Взоры всех на какое-то мгновение обратились к Скайстлауку, чтобы от него, как с раскатистого трамплина, метнуться ко мне.
А я и не собирался скрывать своего радужного
— Что ж, это вовсе не государственная тайна, — сказал я.
— Поздравляю, начальник, поздравляю, такое достижение, и без отрыва от производства. — С этими словами Сашинь протянул мне руку.
— Заслуг моих как начальника тут нет никаких.
— У дальновидного начальника заслуги везде и во всем.
Незадолго до обеденного перерыва позвонил директор.
— Ну, Альфред Карлович, поздравляю.
Я так опешил, слова из себя не могу выдавить. Короткая заминка оказалась поистине спасением, иначе бы попал в дурацкое положение. Вот что значит инерция. Не только логика способна помрачить сознание, иной раз такую шутку может выкинуть с нами и отличное настроение. Это я понял, едва Калсон докончил начатую фразу. Он говорил об оформлении заказа.
— Спасибо, — придя в себя, сказал я. — Приятная новость.
— Окончательно вопрос будет решаться на коллегии министерства через неделю. Сегодня понедельник? Значит — в следующий вторник. Если память не изменяет — в одиннадцать.
— Понятно, в следующий вторник, — машинально повторил я.
Ну вот и прекрасно, подумал я, все сразу, одно к одному. Я особенно не вникал в слова директора. Тогда мне вообще не могло прийти в голову, что коллегия министерства может совпасть с возвращением Майи из больницы. Конечно, когда оглядываешься на то, что уже позади, все обретает совершенно иную перспективу, ибо осталось главное, второстепенное отсеялось. Задним умом всякий крепок.
ГЛАВА ВОСЕМНАДЦАТАЯ
Мы гуляли в старом больничном парке. Ливия опиралась на трость, одну ногу слегка волочила, но двигалась довольно бодро. На ней была большая не по размеру пижама из серой фланели, не успевшие отрасти волосы прикрывал платок, завязанный на лбу узлом, из-под него выбивались седые пряди.
По ту сторону забора маневрировал товарный состав. Буксуя, колеса издавали резкий, томительный звук — тяжко скользил металл по металлу.
— Можешь мне не рассказывать, — сказала Ливия. — Я уже знаю. Мне доложили. «У вашего мужа родилась дочь». И так она была довольна, что может сообщить мне эту весть.
— Кто это «она»?
— Не представилась. Просто доброжелательница. Состав никак не мог остановиться. Скрежетали, шипели, визжали колеса.
Ливия смотрела на меня спокойным, но очень тяжелым взглядом, печали и обиды в нем укрывались за каким-то бесстрастным чувством превосходства. Мне почему-то казалось важным выдержать ее взгляд.
— И ты теперь счастлив?
Неужели ей необходимо подтверждение?
— Стоит ли говорить об этом, — сказал я.
Гулко ударились буфера, лязгнула сцепка. Состав покатился обратно.

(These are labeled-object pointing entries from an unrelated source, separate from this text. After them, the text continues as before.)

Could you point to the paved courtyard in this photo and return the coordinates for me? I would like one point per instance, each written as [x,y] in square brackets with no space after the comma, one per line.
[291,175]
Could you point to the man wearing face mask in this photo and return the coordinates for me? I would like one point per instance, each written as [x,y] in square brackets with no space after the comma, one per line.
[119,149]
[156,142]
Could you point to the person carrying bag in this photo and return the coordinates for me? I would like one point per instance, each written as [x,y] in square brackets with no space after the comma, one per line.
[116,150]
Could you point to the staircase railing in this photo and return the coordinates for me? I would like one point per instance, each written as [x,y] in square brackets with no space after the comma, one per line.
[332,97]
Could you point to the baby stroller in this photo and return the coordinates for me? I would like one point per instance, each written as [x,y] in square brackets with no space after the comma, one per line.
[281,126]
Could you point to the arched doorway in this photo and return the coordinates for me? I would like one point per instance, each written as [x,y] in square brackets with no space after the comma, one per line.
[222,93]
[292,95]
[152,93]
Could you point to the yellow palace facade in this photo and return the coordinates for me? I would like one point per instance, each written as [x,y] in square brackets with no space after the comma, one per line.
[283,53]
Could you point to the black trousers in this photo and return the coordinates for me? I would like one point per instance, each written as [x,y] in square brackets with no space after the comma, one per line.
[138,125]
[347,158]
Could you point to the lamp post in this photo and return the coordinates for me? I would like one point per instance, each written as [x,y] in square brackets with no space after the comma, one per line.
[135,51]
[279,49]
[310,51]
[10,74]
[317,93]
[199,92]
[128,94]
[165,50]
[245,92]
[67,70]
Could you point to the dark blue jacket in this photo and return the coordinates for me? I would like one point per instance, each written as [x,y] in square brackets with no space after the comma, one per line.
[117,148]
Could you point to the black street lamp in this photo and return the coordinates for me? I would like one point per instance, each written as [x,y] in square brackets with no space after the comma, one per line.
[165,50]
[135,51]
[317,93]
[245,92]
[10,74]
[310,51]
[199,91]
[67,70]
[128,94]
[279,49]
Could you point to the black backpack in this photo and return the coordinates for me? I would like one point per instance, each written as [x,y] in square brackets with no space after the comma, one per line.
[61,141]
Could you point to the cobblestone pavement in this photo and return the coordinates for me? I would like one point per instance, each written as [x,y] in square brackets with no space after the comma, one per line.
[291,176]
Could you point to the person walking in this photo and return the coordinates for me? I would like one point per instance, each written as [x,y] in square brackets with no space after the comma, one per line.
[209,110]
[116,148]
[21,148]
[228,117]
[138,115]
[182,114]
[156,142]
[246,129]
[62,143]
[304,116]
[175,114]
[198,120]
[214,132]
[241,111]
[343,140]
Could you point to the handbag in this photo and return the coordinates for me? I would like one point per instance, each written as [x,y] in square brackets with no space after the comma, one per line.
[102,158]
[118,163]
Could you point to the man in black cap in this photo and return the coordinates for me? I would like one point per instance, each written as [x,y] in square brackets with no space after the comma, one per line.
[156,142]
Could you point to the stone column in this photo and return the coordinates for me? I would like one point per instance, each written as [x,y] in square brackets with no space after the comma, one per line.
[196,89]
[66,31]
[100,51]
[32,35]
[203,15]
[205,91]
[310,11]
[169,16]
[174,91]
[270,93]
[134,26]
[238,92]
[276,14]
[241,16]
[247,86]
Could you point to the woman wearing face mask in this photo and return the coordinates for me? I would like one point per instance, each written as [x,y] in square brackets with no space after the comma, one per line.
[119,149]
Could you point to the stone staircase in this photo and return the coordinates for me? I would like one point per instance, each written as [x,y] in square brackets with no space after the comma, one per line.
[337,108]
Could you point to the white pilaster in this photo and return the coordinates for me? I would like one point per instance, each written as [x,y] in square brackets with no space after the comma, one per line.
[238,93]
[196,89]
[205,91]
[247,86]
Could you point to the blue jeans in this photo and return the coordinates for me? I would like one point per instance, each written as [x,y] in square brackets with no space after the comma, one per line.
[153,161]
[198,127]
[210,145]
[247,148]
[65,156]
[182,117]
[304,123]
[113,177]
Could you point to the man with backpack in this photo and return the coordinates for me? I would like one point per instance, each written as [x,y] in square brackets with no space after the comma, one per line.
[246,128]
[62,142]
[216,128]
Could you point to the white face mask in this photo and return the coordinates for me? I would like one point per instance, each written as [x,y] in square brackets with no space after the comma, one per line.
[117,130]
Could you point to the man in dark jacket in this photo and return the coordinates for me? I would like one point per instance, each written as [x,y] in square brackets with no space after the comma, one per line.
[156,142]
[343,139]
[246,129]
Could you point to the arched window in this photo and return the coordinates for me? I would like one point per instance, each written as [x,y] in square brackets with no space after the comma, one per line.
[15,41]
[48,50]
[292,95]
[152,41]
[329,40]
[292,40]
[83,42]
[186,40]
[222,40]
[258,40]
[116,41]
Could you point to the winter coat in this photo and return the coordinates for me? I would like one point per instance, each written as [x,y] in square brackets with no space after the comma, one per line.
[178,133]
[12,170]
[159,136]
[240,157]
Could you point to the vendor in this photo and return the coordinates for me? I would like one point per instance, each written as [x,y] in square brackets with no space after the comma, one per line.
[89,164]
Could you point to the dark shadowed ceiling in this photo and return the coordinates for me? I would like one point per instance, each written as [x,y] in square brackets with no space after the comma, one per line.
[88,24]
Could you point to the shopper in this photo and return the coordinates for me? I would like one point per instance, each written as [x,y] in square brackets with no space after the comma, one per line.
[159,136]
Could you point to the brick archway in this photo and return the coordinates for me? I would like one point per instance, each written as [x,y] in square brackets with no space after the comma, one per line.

Ливия кивнула, вроде бы соглашаясь, но взгляд говорил другое — она ожидала ответа.
— Представления о счастье со временем меняются. Предоставь мне золотая рыбка возможность загадать желание, я бы попросил у нее пятерых сыновей и пятерых дочерей.
Ливия рассмеялась почти весело.
— И только-то! Тогда б уж на цыганке женился. Да не переоцениваешь ли ты свои силы?
Она смотрела на меня, как смотрят на людей не вполне нормальных, однако меня это не трогало.
— Когда умер мой дед, он, например, остался в семикратном варианте. Как каменщик, как столяр, как крестьянин, учитель и так далее.
— Красиво говоришь... Но извини меня, трудно принять всерьез. Что-то раньше я в тебе не замечала тяги к детям. И, зная твой характер... Тебе и с одним-то ребенком было нелегко. Я промолчал.
— А с ней ты говорил об этом десятке детей? Она согласна?
Я молчал.
— Мне ты об этом в свое время не заикался.
Помолчали. Состав наконец укатил.
— Желаю тебе всего самого лучшего, — Ливия первой нарушила молчание. — Я не собираюсь стоять у тебя на пути. Для меня никогда не было иного счастья, кроме как видеть вас с Витой счастливыми. Поступай как знаешь, я буду жить как и раньше. Помогать Вите, внуков растить. Буду считать, что ты просто куда-то далеко уехал. Слово «развестись», по правде говоря, какое-то глупое. Как могут развестись люди, вместе прожившие двадцать лет. Если и покойники навсегда остаются с тобой...
— Когда ты выписываешься?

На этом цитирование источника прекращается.